If the first episode of this new six-part documentary from Al Jazeera's Artscape and Resolute Films is anything to go by -- and I think it is -- The New African Photography is going to be bad for you. That is, it's going to be hugely entertaining and often very, very funny. Here's a preview:
Please don't tell anybody, but the series is also sharp as a tack. Its goal, as the filmmakers say, is to show how a new generation of African photographers are using their cameras to celebrate, question, and represent a continent on the rise. Historically, few regions of the world have been more misrepresented in photographs than Africa. These photographers, however, are taking control of Africa's image and creating a more nuanced picture.
The first episode -- the one I watched last night -- features the well-known Nigerian photographer Emeka Okereke and the Invisible Borders Trans-African Photography Project. The show follows Emeka and fellow Nigerian photographer Lilian Novo on the most recent journey, from Nigeria through Cameroon and Gabon. It's simply brilliant. (And bad for you.) You can watch the whole thing below. It's about 25 minutes long and definitely worth the time.
Subsequent episodes will be showing up on Artscape's website over the next few weeks. Here's what to expect:
2. The Red Dress (29 April 2013)
Barbara Minishi is a leading fashion photographer in Kenya. For her latest project, Barbara swapped skinny models for normal people, photographing a wide range of women all wearing the same red dress, as a symbol of unity and national identity in the aftermath of the 2007 post-election violence in which more than 1 000 Kenyans were killed. Barbara says: "Don't look at Africa and think one thing. How come this view of Africa is always the soldier or the starving child?"

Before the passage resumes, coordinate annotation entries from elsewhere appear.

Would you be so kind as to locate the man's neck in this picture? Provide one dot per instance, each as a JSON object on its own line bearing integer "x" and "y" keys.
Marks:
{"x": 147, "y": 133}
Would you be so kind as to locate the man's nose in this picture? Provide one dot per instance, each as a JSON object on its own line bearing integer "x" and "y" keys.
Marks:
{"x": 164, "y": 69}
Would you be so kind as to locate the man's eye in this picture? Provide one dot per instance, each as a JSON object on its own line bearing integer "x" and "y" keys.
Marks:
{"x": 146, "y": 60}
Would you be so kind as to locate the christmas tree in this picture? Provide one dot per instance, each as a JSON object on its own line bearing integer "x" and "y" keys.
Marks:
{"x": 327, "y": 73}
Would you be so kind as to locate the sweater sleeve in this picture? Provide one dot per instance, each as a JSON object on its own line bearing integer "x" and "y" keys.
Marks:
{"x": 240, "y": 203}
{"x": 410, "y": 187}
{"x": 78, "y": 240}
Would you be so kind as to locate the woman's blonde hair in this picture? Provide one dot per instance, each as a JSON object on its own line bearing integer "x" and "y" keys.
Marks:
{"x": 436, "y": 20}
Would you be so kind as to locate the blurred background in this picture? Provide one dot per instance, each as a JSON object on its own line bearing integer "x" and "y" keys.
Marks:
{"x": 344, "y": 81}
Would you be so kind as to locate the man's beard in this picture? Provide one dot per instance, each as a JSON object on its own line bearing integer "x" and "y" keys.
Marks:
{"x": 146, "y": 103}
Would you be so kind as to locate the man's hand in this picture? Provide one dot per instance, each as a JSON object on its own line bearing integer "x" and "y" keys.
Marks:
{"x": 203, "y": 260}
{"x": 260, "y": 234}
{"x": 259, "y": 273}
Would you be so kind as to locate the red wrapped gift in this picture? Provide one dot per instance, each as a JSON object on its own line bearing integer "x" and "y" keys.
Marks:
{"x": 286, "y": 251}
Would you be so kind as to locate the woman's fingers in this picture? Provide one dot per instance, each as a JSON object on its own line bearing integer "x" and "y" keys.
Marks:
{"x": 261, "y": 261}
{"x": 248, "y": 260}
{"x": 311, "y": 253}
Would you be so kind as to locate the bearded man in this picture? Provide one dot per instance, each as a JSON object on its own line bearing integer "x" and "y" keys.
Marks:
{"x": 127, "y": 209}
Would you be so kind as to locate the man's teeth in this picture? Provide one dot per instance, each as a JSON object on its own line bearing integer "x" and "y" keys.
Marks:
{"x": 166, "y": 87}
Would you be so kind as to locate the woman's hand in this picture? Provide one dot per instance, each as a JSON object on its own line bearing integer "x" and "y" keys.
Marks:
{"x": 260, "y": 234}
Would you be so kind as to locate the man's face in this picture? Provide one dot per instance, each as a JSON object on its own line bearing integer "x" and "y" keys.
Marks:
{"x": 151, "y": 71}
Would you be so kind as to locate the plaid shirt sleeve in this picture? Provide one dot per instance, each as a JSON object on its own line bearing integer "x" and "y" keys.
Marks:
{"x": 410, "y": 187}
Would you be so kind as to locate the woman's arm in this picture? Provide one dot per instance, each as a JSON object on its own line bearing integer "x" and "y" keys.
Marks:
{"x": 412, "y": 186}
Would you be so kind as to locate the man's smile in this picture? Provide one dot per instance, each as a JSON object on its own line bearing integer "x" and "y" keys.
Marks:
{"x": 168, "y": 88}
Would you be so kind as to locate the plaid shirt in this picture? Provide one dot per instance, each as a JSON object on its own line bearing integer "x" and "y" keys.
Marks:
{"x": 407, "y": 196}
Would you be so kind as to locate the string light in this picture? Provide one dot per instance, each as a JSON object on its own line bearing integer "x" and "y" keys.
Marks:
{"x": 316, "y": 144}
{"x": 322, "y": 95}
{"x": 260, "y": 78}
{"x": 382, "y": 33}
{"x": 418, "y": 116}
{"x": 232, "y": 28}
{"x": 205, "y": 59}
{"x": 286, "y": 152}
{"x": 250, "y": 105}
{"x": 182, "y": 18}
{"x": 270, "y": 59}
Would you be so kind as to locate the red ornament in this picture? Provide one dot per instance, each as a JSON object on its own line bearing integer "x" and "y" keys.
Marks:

3. George Osodi (6 May 2013)
Nigerian George Osodi is a former Fuji African Photographer of The Year Award winner who's also been shortlisted at the Sony World Photography Awards. He's renowned for his hauntingly beautiful pictures of the oil devastation in the Niger delta. "I think it's my responsibility as the man with the camera to find a way to represent this [situation], so that it becomes appealing to whoever sees it. At first sight you're like, `What a beauty,' but then behind it is a huge Armageddon." He hopes his latest project, in which he photographs Nigeria's traditional monarchs, can offer a more positive way forward.
4. Neo Ntsoma (13 May 2013)
South African Neo Ntsoma is the first woman recipient of the CNN African Journalist Award for photography. She revisits DJ Cleo and the stars of South Africa's new democratic dawn, to take new portraits and discover the effects of 20 years of freedom. Neo moved away from news because she didn't want to reinforce African stereotypes. "My dream was to be an advertising photographer and take pictures of beautiful things. Black people feeling good about themselves, dressed well. But it was a picture that the apartheid regime didn't want to show to the world. They wanted to paint black people as barbarians."
5. Congolese Dreams (20 May 2013)
Executive produced by Viva Riva director Djo Munga, Congolese Dreams follows photographer Baudouin Mouanda as he explores the idea of marriage in Congo. The Congolese photographer burst onto the global photographic scene with his colourful photographs of Brazzaville members of SAPE (The Society of Tastemakers and Elegant People). As Baudoin says, "Africa will surprise everyone. There are lots of images of war, so I want to show another image of Africa."
6. Mario Macilau (27 May 2013)
Emmy-winning documentary director Francois Verster follows former street child Mario Macilau, as he uses photography to investigate the growing gap between rich and poor in Mozambique. "There is no longer a middle class in our country," says Mario.